Gifts and Gratitude not Stress and Sadness: How to conquer the Holidays

The holidays can be a time of family gatherings and joy, but can also increase feelings of isolation and stressors. It’s important to remember the true meaning behind the holidays: to explore spirituality and thankfulness. Below are a few tips to see the holidays in a positive, low-stress light.


A 2015 Healthline survey reports that 62% of people surveyed feel very or somewhat stressed during the holidays. Common stressors include gift-giving pressure, the pressure to be happy, trying to make the perfect holiday, budgeting stress, and lack of or too much family involvement. There are several ways to work through these stressors:

  • Make a point to think positive – Studies have shown the humans remember negative thoughts more than positive ones. During the holidays, it is important to intentionally take time to think positive thoughts and have gratitude.
  • Plan ahead – No amount of planning can fully prepare you for the holidays, but it can help. Most holidays come at the same time every year. To truly get ahead with planning, start early and make attainable goals. If you make a budget and make a point to stick to it, some financial stressors might not seem as overbearing. Do not forget to think about the big picture. What do you want out of the holidays? How can you get this done without taking on too much?
  • Set realistic expectations – Don’t let the stress of creating the perfect holiday ruin what could have be a perfect holiday. Follow the K.I.S.S. rule: Keep It Simple Sweetheart! If you tend to have political differences or other conflicts with a family member, do not expect change.
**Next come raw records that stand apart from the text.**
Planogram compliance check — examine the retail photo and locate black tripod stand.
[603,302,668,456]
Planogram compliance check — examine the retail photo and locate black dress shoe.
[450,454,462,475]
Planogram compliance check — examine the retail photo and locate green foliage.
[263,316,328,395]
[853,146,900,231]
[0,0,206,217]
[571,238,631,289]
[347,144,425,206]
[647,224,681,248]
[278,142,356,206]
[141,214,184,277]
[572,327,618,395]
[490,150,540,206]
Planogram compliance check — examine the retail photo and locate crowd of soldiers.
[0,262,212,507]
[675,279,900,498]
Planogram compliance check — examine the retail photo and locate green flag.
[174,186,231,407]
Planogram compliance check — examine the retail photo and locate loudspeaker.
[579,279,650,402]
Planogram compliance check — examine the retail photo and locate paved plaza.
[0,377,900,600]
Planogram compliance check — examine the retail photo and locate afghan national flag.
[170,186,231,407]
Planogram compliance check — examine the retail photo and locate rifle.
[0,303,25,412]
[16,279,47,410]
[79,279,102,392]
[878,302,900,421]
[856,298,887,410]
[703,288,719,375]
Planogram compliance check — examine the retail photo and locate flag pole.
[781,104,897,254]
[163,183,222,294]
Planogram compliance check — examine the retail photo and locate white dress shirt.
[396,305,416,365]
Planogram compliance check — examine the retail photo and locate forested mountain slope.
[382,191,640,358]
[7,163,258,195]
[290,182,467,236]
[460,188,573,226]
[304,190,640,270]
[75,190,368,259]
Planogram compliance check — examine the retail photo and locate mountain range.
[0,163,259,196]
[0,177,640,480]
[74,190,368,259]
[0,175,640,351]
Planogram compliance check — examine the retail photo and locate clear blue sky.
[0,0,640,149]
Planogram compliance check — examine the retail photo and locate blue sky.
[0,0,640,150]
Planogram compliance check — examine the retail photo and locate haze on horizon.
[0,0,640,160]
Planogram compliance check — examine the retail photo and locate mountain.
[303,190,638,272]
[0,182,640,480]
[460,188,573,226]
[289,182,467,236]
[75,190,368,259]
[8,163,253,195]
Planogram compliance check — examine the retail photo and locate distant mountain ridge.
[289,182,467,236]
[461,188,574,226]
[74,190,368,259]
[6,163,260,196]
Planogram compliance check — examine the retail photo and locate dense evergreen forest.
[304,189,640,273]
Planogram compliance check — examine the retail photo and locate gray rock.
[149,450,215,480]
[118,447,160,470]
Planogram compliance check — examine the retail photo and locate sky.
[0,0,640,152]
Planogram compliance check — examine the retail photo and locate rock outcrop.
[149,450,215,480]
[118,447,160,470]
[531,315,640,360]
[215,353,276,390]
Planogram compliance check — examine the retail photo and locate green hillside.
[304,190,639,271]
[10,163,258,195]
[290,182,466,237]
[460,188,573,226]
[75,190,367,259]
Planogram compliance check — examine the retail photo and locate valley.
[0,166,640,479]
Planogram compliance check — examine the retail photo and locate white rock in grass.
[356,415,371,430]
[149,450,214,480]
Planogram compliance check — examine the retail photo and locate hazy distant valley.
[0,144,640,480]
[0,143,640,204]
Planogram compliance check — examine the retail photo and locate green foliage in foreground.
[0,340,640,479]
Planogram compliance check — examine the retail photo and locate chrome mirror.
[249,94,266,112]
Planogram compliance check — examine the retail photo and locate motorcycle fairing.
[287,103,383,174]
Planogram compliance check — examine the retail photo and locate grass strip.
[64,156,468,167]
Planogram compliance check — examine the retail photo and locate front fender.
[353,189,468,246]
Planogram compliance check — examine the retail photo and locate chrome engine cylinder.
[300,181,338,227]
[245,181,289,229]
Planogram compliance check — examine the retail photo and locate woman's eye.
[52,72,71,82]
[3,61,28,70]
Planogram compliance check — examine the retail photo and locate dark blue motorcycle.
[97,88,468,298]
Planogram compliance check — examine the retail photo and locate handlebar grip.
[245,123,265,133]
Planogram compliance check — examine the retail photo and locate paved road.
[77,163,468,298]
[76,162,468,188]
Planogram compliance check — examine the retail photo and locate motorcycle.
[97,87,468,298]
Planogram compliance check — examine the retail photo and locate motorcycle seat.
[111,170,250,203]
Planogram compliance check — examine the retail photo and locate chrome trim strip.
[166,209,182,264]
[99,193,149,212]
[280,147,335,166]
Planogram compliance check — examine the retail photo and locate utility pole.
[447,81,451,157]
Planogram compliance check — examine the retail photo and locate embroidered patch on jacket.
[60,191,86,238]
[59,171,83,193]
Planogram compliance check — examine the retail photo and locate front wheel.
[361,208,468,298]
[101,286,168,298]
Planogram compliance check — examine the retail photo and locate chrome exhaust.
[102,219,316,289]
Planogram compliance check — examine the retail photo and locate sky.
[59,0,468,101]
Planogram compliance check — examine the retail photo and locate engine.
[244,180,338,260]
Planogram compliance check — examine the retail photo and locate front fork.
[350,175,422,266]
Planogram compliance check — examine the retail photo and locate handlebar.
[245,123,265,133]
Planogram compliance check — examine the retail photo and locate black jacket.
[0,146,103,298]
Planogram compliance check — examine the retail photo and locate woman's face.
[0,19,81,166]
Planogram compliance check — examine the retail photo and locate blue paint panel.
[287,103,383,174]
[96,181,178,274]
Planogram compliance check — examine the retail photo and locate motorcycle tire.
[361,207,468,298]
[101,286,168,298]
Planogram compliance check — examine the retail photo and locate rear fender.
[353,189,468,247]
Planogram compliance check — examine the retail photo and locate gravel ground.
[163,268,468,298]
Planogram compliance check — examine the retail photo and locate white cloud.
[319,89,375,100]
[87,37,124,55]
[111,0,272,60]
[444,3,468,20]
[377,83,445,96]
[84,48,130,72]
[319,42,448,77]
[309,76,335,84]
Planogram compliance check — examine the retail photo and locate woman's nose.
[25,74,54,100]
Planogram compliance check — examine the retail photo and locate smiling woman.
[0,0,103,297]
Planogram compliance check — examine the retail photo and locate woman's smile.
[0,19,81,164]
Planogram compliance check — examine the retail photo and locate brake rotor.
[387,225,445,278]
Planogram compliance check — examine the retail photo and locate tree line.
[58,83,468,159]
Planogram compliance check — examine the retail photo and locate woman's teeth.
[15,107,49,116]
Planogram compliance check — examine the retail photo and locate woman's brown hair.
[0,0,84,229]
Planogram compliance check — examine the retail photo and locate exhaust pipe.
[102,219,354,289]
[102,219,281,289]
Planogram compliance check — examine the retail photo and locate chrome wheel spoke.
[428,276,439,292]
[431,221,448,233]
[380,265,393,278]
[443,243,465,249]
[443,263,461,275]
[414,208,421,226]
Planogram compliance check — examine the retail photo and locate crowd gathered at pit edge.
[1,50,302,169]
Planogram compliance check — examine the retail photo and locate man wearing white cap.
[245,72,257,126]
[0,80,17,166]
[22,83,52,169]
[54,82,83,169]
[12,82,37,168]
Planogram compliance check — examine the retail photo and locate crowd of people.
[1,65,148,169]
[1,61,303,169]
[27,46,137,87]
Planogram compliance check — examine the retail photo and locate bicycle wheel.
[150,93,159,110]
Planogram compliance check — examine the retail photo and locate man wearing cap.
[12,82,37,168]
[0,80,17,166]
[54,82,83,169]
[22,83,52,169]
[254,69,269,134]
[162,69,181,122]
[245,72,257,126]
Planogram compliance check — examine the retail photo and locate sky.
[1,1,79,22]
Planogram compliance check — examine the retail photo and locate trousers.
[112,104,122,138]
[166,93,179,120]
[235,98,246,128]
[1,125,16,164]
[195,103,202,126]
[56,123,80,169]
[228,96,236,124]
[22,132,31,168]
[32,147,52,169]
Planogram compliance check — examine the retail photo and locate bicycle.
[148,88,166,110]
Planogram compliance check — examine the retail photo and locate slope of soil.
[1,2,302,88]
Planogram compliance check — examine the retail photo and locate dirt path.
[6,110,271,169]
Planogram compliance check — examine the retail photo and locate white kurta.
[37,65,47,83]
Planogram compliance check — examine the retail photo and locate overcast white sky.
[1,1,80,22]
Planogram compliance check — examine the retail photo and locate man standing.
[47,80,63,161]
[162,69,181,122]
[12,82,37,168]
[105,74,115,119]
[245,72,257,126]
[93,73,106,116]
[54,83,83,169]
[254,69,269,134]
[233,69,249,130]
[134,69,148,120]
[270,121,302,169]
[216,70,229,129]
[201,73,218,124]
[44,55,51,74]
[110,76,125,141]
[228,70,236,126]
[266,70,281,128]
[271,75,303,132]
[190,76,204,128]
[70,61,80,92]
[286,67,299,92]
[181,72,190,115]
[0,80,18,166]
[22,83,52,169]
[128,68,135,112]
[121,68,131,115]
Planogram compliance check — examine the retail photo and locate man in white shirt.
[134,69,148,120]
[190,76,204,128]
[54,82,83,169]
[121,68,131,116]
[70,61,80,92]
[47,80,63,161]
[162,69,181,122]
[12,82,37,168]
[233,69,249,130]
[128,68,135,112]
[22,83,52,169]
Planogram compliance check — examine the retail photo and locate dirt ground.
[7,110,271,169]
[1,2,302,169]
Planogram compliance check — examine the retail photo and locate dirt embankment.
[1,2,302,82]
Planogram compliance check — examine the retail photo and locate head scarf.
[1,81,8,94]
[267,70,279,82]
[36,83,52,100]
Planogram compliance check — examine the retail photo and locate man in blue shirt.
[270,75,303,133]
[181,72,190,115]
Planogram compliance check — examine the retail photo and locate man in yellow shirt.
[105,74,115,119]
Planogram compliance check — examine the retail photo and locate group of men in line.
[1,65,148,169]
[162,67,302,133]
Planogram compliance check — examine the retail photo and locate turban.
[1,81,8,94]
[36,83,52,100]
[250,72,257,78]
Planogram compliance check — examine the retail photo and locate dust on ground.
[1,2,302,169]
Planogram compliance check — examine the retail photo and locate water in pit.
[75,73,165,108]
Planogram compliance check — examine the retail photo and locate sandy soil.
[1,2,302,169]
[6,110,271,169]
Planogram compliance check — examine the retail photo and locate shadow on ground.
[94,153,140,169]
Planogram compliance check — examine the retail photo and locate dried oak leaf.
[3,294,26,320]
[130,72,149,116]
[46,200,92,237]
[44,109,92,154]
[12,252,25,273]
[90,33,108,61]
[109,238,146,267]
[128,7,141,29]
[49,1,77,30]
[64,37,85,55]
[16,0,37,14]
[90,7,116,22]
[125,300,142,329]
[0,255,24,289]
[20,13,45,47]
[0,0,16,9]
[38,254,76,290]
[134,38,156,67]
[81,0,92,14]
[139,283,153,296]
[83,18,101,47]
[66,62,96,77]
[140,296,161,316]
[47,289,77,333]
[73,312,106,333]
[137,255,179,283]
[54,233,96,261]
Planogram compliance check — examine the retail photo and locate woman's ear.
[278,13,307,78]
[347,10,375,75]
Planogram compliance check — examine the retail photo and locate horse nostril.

Try to remember the things you love about the family member and avoid arguments.
  • Know it will end – Lastly, do not forget that most holiday stressors end after the holidays are over!

Loneliness & Depression

It is easy to feel disconnected from people during the holidays. It is common for people to experience grief and loneliness during the holidays. To combat these feelings, we have a few suggestions:

  • Start a new tradition – Spice your holiday up with a new tradition. You could share this tradition with others or just treat yourself. Some ideas include going to the movies, following the same recipe every year, going ice skating, going to look at holiday lights.
  • Give back to others – Though is may seem odd, sometimes giving is better than receiving! Get into the holiday spirit and help someone. This can decrease depression and loneliness while bringing fulfillment to you and purpose to the holiday.
  • Friends are family – It is hard to watch all of the family ads during the holidays and not have expectations of peaceful family gatherings. This is not that case for many people. Sometimes family is nontraditional and that’s okay. Try meeting up with friends during the holidays to increase your holiday spirits!
  • Meet new people – Many religious and non-religious organizations have gatherings during the holidays. One way to feel connected with people is to be around new ones! Try developing new relationships so maybe you can have a friend holiday the next year!
  • See a professional – If your loneliness or depression is not situational or you are having severe difficulties, consider seeing a therapist or visit a doctor.